Трилогия Иводзимы - страница 16



– ОК. Сделаем. Мне понадобится около тридцати минут. Подождешь, или переслать на консоль?

– Перешли. Кофе прекрасный, но мне нужно что-то поесть, иначе ДБ потеряет чертовски симпатичного оперативника. Если возникнет что-то экстренное, я «Под Барабаном», оттуда поеду домой.

– ОК.

Пересекая площадь Сахарова, Шанти набрала Давида.

– Что случилось?

– Кое-что по твоему приятелю, любовь моя. Знакомые из внутренней разведки поделились забавной информацией.

– Не тяни, Давид. Я очень устала.

– Понял. В общем, набор такой. Во время гражданского конфликта на Тито, он числился в отряде «Аламо».

– Что за конфликт?

– если кратко, наркобароны начали доставать местное население, те организовали отряды самообороны, ну и началось.

– А «Аламо»?

– Вот тут интересно. В этот отряд входили только бывшие военные. И за время конфликта они настолько серьезно натаскались, что их побаивались даже спецназовцы.

– Вот радость-то.

– Я еще даже не начал шутить, принцесса. Этот твой Чилаго специализировался на уничтожении стратегических объектов городских инфраструктур в районах, контролируемых синдикатами. Вот теперь можешь смеяться.

– Теперь я могу звонить босу и выписывать ордер.

– Вот тут сложности, – вздохнул Давид. – Все эти сведения Чилаго предоставил в добровольном порядке, когда заполнял анкету на поселение на Иводзиме. Официально, анкетные данные – закрытая информация, так что ты не сможешь ими воспользоваться. К тому же, военное прошлое не является поводом для возбуждения дела.

– А по совокупности?

– Не получится. Мы не знаем, что именно намерен купить Чилаго, и главное, не знаем, зачем. За исключением того разговора с барыгой, у нас ничего нет. Фактически, для регистратуры Чилаго – законопослушный гражданин.

– Черт. И что мне делать?

– Пока не знаю. Поезжай домой, выспись. Что-нибудь придумаем.

17. Брабек и Тако

Брабек работает как заведенный. Как Машина, с мозгами, под завязку налитыми цифровыми алгоритмами, которые начисто выдавили все человеческое. Глаза за фиберглассовыми очками сощурены, движения скупые и точные. Ноги выполняют странные танцующие па, каждое из которых функционально предопределено. И все же это именно творчество, творение, потому что результаты по настоящему проявляются, становятся очевидными только на самой грани логики.
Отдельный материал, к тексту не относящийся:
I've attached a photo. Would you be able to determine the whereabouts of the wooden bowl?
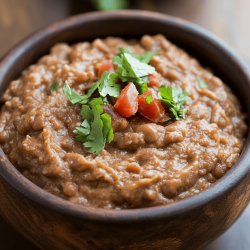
[0,11,250,250]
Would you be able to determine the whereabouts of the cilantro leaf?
[98,71,121,97]
[196,77,208,89]
[159,86,188,120]
[135,51,156,63]
[140,82,148,94]
[145,94,153,104]
[113,49,155,85]
[63,83,85,104]
[92,0,128,10]
[73,98,114,154]
[50,82,59,92]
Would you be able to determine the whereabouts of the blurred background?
[0,0,250,250]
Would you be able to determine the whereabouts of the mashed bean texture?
[0,35,247,209]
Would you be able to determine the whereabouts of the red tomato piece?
[114,82,138,117]
[148,74,161,88]
[138,89,167,123]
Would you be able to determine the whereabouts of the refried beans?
[0,35,247,209]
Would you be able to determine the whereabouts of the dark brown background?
[0,0,250,250]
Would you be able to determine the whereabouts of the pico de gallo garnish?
[62,48,188,154]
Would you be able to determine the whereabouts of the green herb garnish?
[145,94,153,104]
[63,72,121,104]
[135,51,156,63]
[64,85,114,154]
[196,77,208,89]
[50,82,59,92]
[159,86,188,120]
[98,71,121,97]
[113,49,155,90]
[92,0,128,10]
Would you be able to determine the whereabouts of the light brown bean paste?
[0,35,247,209]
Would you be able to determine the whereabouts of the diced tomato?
[138,89,167,123]
[148,74,161,88]
[114,82,138,117]
[97,62,114,78]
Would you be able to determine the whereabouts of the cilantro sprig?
[63,48,187,154]
[159,86,188,120]
[73,98,114,154]
[50,82,59,92]
[113,48,156,93]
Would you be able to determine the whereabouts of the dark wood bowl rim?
[0,10,250,223]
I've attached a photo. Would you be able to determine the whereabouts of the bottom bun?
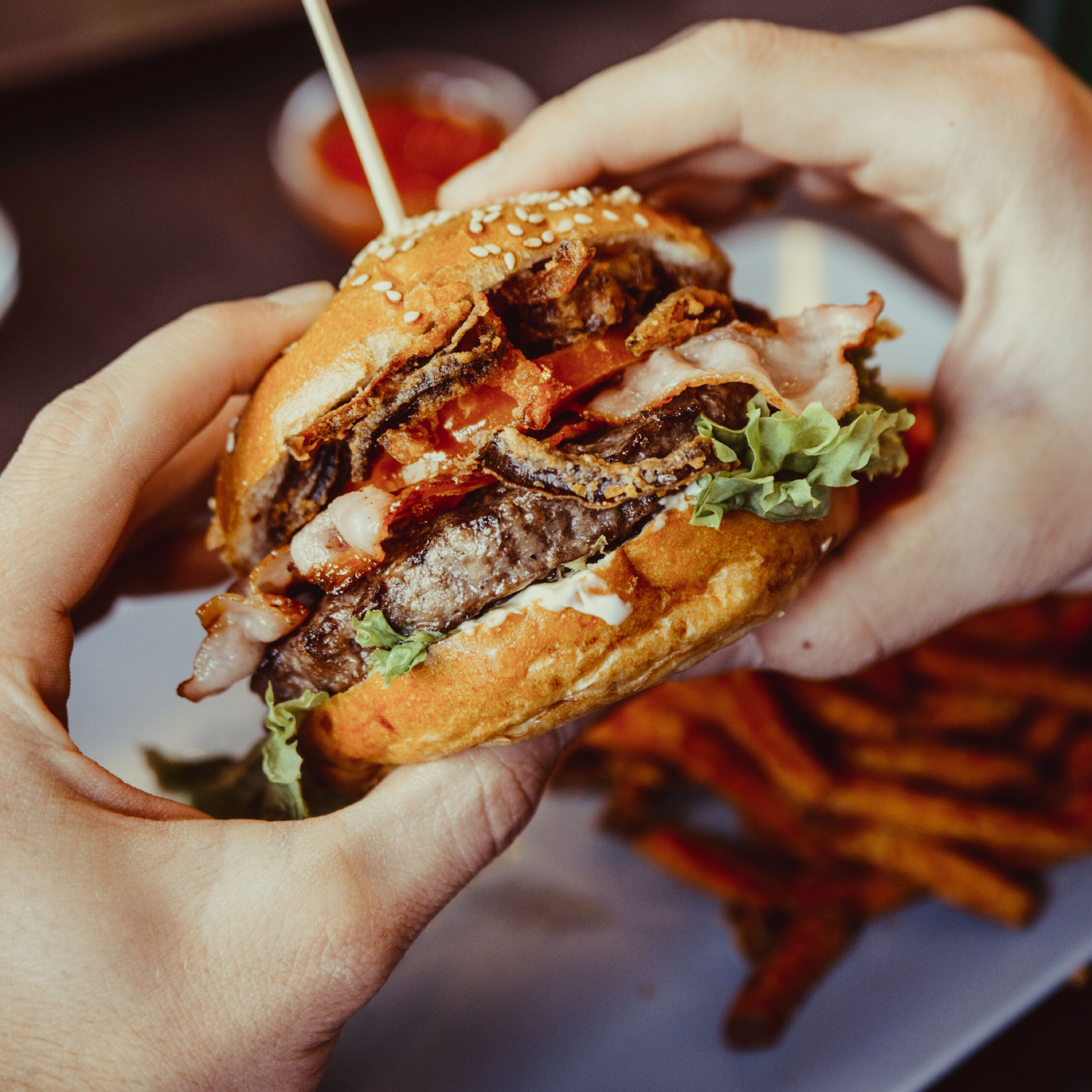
[300,488,857,796]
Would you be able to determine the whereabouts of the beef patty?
[251,383,753,701]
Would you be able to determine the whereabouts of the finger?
[230,729,571,1031]
[749,421,1092,676]
[116,394,247,554]
[72,524,232,633]
[853,8,1046,55]
[441,14,1048,234]
[0,284,333,677]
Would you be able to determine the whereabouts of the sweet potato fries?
[556,397,1092,1049]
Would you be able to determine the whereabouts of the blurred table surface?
[0,0,1092,1092]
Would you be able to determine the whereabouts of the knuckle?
[690,19,785,63]
[940,6,1034,47]
[21,376,123,459]
[985,51,1081,135]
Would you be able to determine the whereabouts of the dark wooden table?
[0,0,1092,1092]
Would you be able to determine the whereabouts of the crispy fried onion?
[626,285,735,356]
[290,485,394,594]
[587,292,883,424]
[178,546,310,701]
[482,428,720,508]
[500,239,595,304]
[349,293,508,482]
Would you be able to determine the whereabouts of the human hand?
[0,285,562,1092]
[441,9,1092,675]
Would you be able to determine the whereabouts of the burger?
[179,186,913,812]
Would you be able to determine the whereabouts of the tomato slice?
[391,474,496,527]
[535,328,639,408]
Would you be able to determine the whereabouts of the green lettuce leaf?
[262,684,330,819]
[690,394,914,527]
[353,610,445,688]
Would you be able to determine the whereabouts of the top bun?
[209,186,731,573]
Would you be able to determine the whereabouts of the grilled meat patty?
[251,383,752,701]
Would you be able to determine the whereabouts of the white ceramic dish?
[70,221,1092,1092]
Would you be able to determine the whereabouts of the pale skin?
[6,11,1092,1092]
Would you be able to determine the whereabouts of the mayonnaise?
[458,554,633,633]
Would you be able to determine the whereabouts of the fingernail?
[439,144,505,209]
[265,281,334,307]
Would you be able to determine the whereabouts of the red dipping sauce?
[316,94,505,216]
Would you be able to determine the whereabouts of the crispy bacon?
[178,547,310,701]
[292,485,394,593]
[587,292,883,424]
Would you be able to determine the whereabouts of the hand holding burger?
[6,12,1092,1090]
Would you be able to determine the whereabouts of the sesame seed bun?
[209,187,731,573]
[210,187,856,795]
[300,496,857,796]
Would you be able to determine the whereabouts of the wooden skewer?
[304,0,406,235]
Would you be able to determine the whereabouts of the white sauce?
[456,554,633,634]
[454,490,700,634]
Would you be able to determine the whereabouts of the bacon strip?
[178,546,310,701]
[587,292,883,424]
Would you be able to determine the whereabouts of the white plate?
[70,222,1092,1092]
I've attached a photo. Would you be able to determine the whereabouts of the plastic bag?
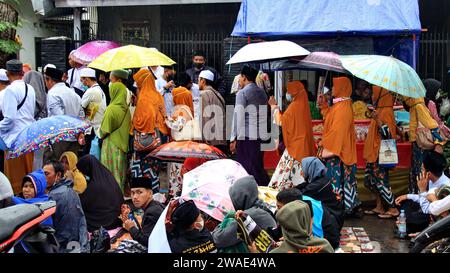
[439,98,450,117]
[90,227,111,253]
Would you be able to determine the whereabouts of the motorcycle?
[409,216,450,253]
[0,201,59,253]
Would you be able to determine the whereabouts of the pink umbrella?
[72,41,120,65]
[181,159,248,221]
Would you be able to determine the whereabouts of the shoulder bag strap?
[17,83,28,111]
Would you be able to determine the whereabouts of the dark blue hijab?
[12,170,53,226]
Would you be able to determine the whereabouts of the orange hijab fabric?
[172,86,194,115]
[364,86,397,163]
[281,81,315,162]
[132,68,169,135]
[322,77,357,166]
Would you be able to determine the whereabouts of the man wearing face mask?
[44,67,84,162]
[122,177,164,247]
[186,50,228,98]
[80,68,106,155]
[169,200,217,253]
[155,66,176,116]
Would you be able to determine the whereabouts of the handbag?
[133,128,162,152]
[378,139,398,168]
[416,121,434,150]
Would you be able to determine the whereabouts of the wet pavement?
[344,211,409,253]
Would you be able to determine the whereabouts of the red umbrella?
[147,141,227,162]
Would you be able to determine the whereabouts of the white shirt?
[408,174,450,214]
[0,80,36,148]
[81,83,106,136]
[191,83,202,122]
[47,82,82,117]
[66,66,85,90]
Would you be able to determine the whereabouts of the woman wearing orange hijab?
[364,86,399,219]
[130,68,169,193]
[166,78,201,198]
[319,77,360,215]
[269,81,315,191]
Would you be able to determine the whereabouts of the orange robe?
[364,86,397,163]
[322,77,357,165]
[280,81,315,162]
[131,68,169,135]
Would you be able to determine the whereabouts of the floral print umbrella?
[148,141,227,162]
[181,159,248,221]
[72,41,119,65]
[6,115,91,159]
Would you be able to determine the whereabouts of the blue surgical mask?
[286,93,292,102]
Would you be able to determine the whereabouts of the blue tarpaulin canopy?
[232,0,421,37]
[232,0,421,67]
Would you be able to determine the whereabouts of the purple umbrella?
[72,41,120,65]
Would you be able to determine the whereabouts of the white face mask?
[194,218,205,231]
[286,93,292,102]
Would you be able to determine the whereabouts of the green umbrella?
[340,55,426,98]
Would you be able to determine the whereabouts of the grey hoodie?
[212,176,277,248]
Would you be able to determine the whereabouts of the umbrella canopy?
[72,41,120,65]
[227,41,310,64]
[7,115,91,159]
[258,186,278,213]
[340,55,426,98]
[88,45,176,72]
[264,51,350,74]
[181,159,248,221]
[148,141,227,162]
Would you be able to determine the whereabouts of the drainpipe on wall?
[73,8,81,48]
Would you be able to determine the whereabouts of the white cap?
[0,68,9,82]
[198,70,214,82]
[43,64,56,73]
[80,68,95,78]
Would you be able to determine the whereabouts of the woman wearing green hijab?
[271,200,334,253]
[100,82,131,192]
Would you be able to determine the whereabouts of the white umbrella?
[227,41,310,65]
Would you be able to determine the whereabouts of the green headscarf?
[271,200,334,253]
[100,82,131,153]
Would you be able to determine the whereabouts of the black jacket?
[48,180,89,252]
[297,173,344,230]
[169,229,217,253]
[130,200,164,247]
[186,66,228,99]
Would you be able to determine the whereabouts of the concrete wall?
[16,0,55,69]
[98,6,161,48]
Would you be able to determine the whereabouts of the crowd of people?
[0,46,450,253]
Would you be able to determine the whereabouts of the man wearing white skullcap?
[198,70,227,150]
[66,50,85,98]
[80,68,106,157]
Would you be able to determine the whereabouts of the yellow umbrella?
[88,45,176,72]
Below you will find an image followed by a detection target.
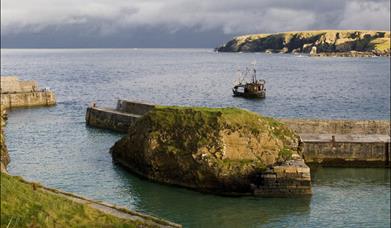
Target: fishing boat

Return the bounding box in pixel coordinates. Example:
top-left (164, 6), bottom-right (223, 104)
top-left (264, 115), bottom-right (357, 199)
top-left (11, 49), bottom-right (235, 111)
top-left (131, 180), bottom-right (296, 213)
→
top-left (232, 64), bottom-right (266, 98)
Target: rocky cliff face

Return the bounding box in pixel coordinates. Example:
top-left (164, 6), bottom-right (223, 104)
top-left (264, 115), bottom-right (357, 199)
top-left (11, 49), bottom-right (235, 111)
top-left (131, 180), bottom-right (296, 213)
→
top-left (111, 107), bottom-right (309, 194)
top-left (216, 30), bottom-right (390, 56)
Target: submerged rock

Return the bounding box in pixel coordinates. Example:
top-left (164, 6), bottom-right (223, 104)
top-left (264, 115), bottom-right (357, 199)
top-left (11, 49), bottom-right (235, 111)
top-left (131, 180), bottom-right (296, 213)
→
top-left (111, 107), bottom-right (310, 195)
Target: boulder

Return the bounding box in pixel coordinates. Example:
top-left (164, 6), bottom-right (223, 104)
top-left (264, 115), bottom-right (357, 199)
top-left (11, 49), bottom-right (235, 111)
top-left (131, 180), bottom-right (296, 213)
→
top-left (111, 107), bottom-right (310, 195)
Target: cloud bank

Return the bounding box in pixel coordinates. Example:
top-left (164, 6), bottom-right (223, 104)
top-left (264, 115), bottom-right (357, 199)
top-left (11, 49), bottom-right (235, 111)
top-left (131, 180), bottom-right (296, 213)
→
top-left (1, 0), bottom-right (390, 46)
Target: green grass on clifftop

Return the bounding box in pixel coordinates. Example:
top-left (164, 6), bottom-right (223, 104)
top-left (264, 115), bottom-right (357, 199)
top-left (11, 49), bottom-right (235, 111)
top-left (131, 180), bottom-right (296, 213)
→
top-left (152, 106), bottom-right (295, 141)
top-left (1, 173), bottom-right (140, 227)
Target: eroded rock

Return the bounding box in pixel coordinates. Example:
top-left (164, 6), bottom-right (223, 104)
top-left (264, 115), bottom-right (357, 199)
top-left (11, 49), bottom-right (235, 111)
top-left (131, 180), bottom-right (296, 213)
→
top-left (111, 107), bottom-right (311, 196)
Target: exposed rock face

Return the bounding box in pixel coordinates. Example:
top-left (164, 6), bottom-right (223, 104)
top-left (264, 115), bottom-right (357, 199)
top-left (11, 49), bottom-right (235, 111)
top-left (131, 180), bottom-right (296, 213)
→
top-left (216, 30), bottom-right (390, 56)
top-left (111, 107), bottom-right (310, 194)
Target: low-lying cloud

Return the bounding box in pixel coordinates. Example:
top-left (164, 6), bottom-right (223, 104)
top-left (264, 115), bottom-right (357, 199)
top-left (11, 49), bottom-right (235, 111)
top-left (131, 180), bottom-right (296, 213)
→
top-left (1, 0), bottom-right (390, 46)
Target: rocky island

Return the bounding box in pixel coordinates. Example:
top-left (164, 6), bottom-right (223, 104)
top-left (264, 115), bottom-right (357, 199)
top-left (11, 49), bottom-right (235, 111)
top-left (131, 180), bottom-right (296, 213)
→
top-left (215, 30), bottom-right (390, 57)
top-left (111, 106), bottom-right (311, 196)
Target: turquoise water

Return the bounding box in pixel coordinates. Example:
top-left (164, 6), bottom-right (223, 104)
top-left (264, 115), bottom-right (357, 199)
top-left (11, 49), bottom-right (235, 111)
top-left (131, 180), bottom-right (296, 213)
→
top-left (1, 49), bottom-right (390, 227)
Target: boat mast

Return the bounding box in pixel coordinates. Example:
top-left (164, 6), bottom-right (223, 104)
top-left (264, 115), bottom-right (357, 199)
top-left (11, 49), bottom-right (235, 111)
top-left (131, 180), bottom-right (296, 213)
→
top-left (252, 60), bottom-right (257, 83)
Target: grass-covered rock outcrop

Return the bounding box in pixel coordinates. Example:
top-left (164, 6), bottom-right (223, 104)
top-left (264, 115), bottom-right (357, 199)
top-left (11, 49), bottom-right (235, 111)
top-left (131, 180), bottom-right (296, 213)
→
top-left (111, 107), bottom-right (299, 194)
top-left (216, 30), bottom-right (390, 56)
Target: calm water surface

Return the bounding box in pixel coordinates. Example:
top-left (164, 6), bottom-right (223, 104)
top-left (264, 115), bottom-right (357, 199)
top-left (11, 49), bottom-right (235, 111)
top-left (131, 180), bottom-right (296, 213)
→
top-left (1, 49), bottom-right (390, 227)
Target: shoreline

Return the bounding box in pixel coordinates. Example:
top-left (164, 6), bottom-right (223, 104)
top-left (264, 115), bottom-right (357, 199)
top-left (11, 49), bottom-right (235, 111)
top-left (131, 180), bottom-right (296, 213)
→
top-left (0, 105), bottom-right (182, 227)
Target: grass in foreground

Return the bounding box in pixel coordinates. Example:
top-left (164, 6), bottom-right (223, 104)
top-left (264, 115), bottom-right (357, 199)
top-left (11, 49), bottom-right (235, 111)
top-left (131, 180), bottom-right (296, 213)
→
top-left (1, 173), bottom-right (141, 227)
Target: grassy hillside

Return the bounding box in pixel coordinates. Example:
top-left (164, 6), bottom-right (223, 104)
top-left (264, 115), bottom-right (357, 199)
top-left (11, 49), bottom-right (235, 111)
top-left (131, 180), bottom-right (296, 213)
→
top-left (1, 173), bottom-right (141, 227)
top-left (216, 30), bottom-right (390, 56)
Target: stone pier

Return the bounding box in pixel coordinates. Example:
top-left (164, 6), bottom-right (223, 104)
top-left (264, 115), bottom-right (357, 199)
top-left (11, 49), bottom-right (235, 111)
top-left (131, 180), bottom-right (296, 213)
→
top-left (280, 119), bottom-right (390, 167)
top-left (1, 76), bottom-right (56, 108)
top-left (86, 100), bottom-right (155, 133)
top-left (86, 100), bottom-right (391, 167)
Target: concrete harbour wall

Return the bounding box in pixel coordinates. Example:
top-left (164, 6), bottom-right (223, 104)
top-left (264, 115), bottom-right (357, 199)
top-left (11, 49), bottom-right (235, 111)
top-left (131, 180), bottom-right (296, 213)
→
top-left (281, 119), bottom-right (391, 167)
top-left (1, 76), bottom-right (56, 108)
top-left (86, 100), bottom-right (155, 133)
top-left (279, 119), bottom-right (390, 135)
top-left (86, 100), bottom-right (391, 167)
top-left (1, 91), bottom-right (56, 108)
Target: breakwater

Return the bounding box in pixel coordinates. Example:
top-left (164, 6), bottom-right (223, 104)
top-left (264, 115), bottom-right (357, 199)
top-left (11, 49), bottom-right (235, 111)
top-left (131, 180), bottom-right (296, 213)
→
top-left (86, 100), bottom-right (390, 167)
top-left (281, 119), bottom-right (390, 167)
top-left (1, 76), bottom-right (56, 108)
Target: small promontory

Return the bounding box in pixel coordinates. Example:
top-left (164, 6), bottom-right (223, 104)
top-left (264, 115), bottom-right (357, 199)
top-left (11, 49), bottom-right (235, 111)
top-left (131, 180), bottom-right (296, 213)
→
top-left (216, 30), bottom-right (390, 57)
top-left (111, 106), bottom-right (311, 196)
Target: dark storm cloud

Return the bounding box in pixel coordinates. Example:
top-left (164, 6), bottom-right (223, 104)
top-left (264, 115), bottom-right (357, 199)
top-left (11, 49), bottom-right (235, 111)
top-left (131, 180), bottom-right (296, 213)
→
top-left (1, 0), bottom-right (390, 47)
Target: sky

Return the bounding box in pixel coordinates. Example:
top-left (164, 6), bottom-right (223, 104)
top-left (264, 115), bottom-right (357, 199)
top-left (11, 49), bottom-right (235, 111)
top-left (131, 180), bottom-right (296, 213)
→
top-left (1, 0), bottom-right (390, 48)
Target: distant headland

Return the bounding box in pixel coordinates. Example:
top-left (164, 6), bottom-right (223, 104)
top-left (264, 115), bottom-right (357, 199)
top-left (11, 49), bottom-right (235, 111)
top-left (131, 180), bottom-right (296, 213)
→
top-left (215, 30), bottom-right (390, 57)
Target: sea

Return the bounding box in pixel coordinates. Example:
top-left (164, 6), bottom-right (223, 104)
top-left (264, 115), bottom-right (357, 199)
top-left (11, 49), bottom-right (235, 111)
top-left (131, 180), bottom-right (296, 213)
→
top-left (1, 49), bottom-right (391, 227)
Художник всегда бежит по лезвию, и всегда под дождем. Тьюринг может подавиться, потому что творение по сути своей неестественно, это чувственное и интеллектуальное извращение, перверсия, в процессе которой художник обязан заходить за рамки дозволенного, общепринятого, привычного глазу. Иначе все это теряет смысл. Иначе зритель не получит своей дозы эндорфинов, и пройдет мимо.

Тако следит за Брабеком из стеклянной кабинки под потолком. Следит, не отрываясь, и это не очень хорошо, потому что, – Брабек чувствует это внезапно вспотевшими ладонями и спиной, мгновенно покрывшейся мурашками, – подходит время очередной дозы. Тако может решить, что Брабеку достаточно, но что он может понимать? Наноамфетамины давно стали такой же неотъемлемой частью скульптора, как руки, кровь, легкие, печень и вдохновение. Выплывая из пространства кайфа, Брабек переставал быть собой, и превращался в биологический конструкт с единственной функцией – поиск наркотиков. Или как называл это Тако, «вырубка».

Тако славный, Тако хороший, но он не в теме. Он умеет чувствовать, рефлекторно, какими-то случайно не атрофировавшимися нервными сенсорами, прошедшими сквозь детство в гетто («Японский мальчик в черном гетто, Брабек, ни одной рифмы со словом счастье, так?»), сквозь нищету, миграцию с одной планеты на другую, сквозь все эти вечеринки вчерашнего дня. Он удивительный субъект в этом своем умении чувствовать. Но Тако не способен создавать, и потому он не в теме. Он только наблюдатель.